Despite that only the “most varied functional groups” are involved in COMAN, users may use the abundance profiles for all functional groups or any subset of interest (COGs, KOs, or ECs) to construct a global co-expression network and perform network topological analysis. Note that to perform a meaningful co-expression network analysis using COMAN, the minimal number of samples within one condition has to be greater than four. However, we recommend the sample size to be larger than eight in order to generate findings of more biological relevance with lower false positives.
Profiling of Biosynthetic Gene Clusters for analysis of microbial secondary metabolites
Biosynthetic gene clusters (BGCs) are physically clustered gene sets responsible for the synthesis of microbial secondary metabolites, whose importance and widespread distribution in the human microbiome have been demonstrated before [28]. Despite the greater understanding of different microbiota in varying environments, there is still paucity of characterised metabolites that are synthesized by the microbial community and that may contribute to the differential phenotypes [15]. Here we plugin antiSMASH 3.0 [29] for BGC annotation into the COMAN pipeline, to facilitate the characterisation and comparison of secondary metabolite biosynthesis among different conditions.

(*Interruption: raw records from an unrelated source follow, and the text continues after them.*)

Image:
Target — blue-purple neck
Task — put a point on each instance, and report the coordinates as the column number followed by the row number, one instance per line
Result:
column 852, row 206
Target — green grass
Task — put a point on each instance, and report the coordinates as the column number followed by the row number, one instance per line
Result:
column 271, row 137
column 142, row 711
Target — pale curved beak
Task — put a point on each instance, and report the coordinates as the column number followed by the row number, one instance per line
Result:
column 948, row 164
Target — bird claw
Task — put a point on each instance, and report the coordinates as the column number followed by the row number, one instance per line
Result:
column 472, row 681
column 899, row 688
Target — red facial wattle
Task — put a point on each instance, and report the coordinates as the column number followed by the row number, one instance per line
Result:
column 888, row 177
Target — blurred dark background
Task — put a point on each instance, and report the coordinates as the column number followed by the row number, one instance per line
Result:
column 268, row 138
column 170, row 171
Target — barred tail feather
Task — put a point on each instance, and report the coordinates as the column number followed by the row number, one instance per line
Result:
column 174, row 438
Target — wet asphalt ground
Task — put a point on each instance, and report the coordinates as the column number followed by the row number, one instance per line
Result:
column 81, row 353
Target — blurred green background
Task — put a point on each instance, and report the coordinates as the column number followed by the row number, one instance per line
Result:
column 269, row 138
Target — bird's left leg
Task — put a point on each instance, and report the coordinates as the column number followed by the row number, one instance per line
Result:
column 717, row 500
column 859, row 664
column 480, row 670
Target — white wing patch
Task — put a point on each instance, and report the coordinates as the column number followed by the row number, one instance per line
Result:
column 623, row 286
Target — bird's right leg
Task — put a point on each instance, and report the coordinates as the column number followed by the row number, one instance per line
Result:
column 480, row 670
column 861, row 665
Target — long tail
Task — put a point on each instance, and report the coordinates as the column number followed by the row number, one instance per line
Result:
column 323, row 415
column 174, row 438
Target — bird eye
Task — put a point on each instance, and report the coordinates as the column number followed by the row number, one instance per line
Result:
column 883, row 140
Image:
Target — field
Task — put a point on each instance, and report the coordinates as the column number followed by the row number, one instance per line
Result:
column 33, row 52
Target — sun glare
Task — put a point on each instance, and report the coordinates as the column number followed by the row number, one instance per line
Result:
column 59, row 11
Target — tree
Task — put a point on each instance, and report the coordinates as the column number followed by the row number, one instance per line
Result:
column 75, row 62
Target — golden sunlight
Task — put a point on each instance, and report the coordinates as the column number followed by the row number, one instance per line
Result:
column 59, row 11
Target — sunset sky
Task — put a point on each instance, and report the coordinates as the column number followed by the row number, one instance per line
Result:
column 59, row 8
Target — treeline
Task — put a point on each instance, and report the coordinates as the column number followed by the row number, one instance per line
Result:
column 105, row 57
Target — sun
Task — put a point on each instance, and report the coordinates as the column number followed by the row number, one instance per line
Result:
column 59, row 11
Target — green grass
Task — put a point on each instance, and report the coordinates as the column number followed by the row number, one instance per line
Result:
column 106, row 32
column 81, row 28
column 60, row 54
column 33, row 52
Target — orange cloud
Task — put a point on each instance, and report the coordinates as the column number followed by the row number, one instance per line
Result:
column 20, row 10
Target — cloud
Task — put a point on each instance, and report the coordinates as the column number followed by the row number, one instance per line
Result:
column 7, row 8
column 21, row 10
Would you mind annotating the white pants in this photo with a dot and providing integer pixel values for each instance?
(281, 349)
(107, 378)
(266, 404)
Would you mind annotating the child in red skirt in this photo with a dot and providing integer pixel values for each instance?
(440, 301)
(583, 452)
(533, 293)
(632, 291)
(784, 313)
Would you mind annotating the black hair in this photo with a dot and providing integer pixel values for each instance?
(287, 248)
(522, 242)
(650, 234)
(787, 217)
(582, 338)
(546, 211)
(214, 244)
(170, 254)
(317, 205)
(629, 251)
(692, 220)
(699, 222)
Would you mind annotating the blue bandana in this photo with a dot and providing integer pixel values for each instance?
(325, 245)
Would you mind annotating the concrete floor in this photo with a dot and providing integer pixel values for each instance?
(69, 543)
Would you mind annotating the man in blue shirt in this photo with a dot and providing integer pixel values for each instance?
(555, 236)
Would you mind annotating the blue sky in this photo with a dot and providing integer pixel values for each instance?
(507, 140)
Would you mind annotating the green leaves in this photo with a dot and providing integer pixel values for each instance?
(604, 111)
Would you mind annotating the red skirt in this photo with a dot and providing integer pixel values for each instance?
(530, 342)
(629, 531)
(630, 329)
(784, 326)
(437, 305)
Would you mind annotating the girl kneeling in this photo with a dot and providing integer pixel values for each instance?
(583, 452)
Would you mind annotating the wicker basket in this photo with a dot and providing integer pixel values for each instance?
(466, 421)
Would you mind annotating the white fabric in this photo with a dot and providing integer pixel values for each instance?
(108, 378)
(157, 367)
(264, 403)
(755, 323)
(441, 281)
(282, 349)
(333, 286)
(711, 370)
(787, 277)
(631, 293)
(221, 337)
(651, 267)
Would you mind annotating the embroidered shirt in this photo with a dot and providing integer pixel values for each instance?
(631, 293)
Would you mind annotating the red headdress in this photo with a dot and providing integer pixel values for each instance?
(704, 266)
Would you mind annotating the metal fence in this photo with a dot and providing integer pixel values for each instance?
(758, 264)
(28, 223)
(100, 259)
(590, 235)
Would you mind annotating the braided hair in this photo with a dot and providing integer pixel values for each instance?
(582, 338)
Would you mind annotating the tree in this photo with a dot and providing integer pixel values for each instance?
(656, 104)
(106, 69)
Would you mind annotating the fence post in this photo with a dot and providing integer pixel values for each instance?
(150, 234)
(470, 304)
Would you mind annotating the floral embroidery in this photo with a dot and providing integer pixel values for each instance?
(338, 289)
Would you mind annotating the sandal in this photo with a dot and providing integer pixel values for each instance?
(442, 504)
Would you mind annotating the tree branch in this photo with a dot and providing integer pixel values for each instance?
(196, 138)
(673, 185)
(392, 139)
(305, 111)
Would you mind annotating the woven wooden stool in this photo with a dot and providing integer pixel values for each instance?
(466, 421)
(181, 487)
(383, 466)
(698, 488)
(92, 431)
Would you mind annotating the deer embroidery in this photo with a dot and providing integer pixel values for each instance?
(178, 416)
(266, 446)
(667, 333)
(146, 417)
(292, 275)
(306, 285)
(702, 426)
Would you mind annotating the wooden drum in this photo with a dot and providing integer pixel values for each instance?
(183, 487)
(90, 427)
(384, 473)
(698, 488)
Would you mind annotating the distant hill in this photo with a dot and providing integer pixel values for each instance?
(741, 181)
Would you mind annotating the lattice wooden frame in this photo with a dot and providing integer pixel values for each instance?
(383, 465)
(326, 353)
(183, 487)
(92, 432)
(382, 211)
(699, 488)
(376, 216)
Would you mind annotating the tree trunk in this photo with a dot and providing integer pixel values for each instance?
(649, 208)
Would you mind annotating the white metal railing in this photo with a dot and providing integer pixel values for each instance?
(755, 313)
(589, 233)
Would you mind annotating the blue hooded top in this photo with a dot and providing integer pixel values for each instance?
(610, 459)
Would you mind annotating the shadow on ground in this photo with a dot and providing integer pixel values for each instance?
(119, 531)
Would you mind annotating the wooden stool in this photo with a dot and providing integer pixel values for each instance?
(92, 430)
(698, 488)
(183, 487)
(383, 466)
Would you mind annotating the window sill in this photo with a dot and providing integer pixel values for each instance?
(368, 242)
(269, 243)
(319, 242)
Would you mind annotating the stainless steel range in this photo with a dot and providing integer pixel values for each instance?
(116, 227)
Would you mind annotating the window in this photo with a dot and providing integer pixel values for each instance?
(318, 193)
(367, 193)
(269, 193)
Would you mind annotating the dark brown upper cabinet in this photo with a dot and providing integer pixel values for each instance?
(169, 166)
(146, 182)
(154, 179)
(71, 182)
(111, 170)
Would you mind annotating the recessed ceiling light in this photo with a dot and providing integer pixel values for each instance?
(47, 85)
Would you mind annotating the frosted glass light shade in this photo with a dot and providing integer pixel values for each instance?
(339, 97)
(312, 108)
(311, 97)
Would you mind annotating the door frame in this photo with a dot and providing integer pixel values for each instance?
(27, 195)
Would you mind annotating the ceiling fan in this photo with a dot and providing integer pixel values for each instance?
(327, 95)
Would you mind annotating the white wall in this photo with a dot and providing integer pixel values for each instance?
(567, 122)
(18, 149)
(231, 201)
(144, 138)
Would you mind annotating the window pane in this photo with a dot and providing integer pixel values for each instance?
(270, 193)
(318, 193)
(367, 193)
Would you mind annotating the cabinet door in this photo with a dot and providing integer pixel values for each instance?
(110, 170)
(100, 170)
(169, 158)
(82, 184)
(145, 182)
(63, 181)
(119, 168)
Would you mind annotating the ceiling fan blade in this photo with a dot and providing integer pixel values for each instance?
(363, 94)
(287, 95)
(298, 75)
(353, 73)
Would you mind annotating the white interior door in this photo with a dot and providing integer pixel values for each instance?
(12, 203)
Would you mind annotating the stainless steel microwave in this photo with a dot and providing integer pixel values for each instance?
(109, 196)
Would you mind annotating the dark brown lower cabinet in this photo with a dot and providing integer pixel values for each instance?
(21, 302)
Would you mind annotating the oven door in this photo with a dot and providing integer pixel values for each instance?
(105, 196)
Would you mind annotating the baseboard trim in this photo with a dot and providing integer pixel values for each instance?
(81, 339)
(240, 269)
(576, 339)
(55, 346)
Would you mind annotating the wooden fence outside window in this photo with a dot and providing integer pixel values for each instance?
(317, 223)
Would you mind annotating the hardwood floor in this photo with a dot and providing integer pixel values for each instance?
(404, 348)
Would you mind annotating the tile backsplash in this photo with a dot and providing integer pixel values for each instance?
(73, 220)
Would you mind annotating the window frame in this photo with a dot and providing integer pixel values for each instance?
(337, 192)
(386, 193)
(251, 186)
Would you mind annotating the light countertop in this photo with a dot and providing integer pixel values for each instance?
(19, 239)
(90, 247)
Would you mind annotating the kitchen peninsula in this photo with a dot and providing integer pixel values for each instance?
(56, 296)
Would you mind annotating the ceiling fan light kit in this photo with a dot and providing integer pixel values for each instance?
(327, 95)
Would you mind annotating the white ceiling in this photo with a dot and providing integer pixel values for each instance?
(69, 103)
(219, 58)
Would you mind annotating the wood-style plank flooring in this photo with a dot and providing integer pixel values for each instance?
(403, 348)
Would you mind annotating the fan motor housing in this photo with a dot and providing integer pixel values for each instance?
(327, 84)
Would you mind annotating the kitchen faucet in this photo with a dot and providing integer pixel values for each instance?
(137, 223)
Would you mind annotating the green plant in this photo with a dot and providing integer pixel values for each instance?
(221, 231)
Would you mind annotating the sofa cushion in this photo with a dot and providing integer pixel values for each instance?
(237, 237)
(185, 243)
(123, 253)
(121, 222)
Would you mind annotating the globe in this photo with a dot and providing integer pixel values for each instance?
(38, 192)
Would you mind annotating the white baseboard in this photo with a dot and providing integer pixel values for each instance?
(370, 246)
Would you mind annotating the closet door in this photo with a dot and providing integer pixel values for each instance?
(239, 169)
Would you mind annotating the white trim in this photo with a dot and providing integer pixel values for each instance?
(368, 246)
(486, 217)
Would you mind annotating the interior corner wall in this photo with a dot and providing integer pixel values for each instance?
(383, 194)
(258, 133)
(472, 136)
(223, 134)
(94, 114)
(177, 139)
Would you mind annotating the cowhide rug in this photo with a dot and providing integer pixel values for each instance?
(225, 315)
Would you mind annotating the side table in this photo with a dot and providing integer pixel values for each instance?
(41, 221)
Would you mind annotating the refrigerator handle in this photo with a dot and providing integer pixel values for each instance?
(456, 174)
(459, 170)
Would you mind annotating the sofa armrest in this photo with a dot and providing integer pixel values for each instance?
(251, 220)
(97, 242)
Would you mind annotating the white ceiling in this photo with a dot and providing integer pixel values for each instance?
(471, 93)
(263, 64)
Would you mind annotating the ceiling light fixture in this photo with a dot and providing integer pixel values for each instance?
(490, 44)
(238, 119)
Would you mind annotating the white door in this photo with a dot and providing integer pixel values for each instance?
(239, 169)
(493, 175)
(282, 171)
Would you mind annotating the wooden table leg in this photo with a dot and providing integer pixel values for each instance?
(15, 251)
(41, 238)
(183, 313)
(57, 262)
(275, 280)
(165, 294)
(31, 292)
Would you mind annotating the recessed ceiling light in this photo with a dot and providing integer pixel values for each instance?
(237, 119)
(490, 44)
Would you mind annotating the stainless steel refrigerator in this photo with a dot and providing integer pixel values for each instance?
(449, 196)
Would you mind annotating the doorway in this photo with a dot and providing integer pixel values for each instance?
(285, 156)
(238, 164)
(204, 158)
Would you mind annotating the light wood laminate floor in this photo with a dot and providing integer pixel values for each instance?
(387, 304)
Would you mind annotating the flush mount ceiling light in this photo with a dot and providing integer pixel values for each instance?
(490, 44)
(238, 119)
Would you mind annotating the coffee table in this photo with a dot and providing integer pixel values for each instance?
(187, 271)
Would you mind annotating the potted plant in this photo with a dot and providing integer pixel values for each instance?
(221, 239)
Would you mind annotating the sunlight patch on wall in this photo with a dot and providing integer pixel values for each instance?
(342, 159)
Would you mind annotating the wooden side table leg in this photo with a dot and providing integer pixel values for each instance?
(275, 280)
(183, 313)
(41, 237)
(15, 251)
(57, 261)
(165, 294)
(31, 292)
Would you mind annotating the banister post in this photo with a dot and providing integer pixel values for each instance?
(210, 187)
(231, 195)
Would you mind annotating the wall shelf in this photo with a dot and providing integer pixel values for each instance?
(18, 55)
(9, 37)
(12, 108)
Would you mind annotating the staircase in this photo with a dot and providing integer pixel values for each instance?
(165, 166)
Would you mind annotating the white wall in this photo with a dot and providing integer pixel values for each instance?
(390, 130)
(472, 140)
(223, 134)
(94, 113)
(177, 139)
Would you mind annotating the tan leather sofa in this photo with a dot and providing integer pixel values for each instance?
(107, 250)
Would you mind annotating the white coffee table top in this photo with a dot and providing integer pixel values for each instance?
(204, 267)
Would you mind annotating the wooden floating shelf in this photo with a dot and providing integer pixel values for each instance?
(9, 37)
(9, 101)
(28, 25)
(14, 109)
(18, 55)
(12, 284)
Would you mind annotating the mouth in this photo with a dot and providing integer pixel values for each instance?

Using our pre-prepared identification of BGCs from the NCBI reference genomes, the BGCs and their abundances in each submitted sample can be calculated following similar rules as Donia et al [28]: 50 % of genes (after excluding non-biosynthetic ones) in each BGC need to be covered by reads; the abundance score of this identified BGC is defined by taking the average abundance of these genes. Further, the abundances of BGCs producing different types of secondary metabolites (BGC types, as defined by antiSMASH) are calculated, followed by a comparative statistical analysis (Wilcoxon rank sum test) to identify differentially abundant BGC types. This reveals the active production capability of different types of secondary metabolites by the involved microbiota. A bar chart illustrating the relative proportion of different types is provided as well. Note that this BGC-related analysis module in COMAN reflects the transcriptionally active BGCs in the microbial community.
Results visualisation and access
COMAN produces a collection of easy-to-interpret figures upon job termination. The example output of a complete dataset derived from a human gut microbiome project is available on the server (the “Example Data” section of the server homepage). The essential data in tabular format (“TAB” delimited file) are provided, therefore the user may use them to perform additional analyses, which include the integration with other tools as well as more sophisticated analyses for advanced users. For relatively basic figures such as bar charts, they can make custom modifications of figures using their preferred programs. For co-expression network visualisation, users may choose CytoScape with a graphical user interface or use the R script provided (Additional file 1) to apply different filtering and layout parameters to the network. Moreover, COMAN keeps the raw sequence mapping files in BLAST m8 format that includes the details of sequence alignment (e.g. identity, alignment position, e-value). A detailed documentation called “README.txt” describing each output file is included for every completed job to help users interpret the results.
All results generated by COMAN are compressed to simplify data download. Since the sequence mapping results are high data volume and take considerably more time to download, COMAN separates such files with those generated by functional analysis for the convenience of users.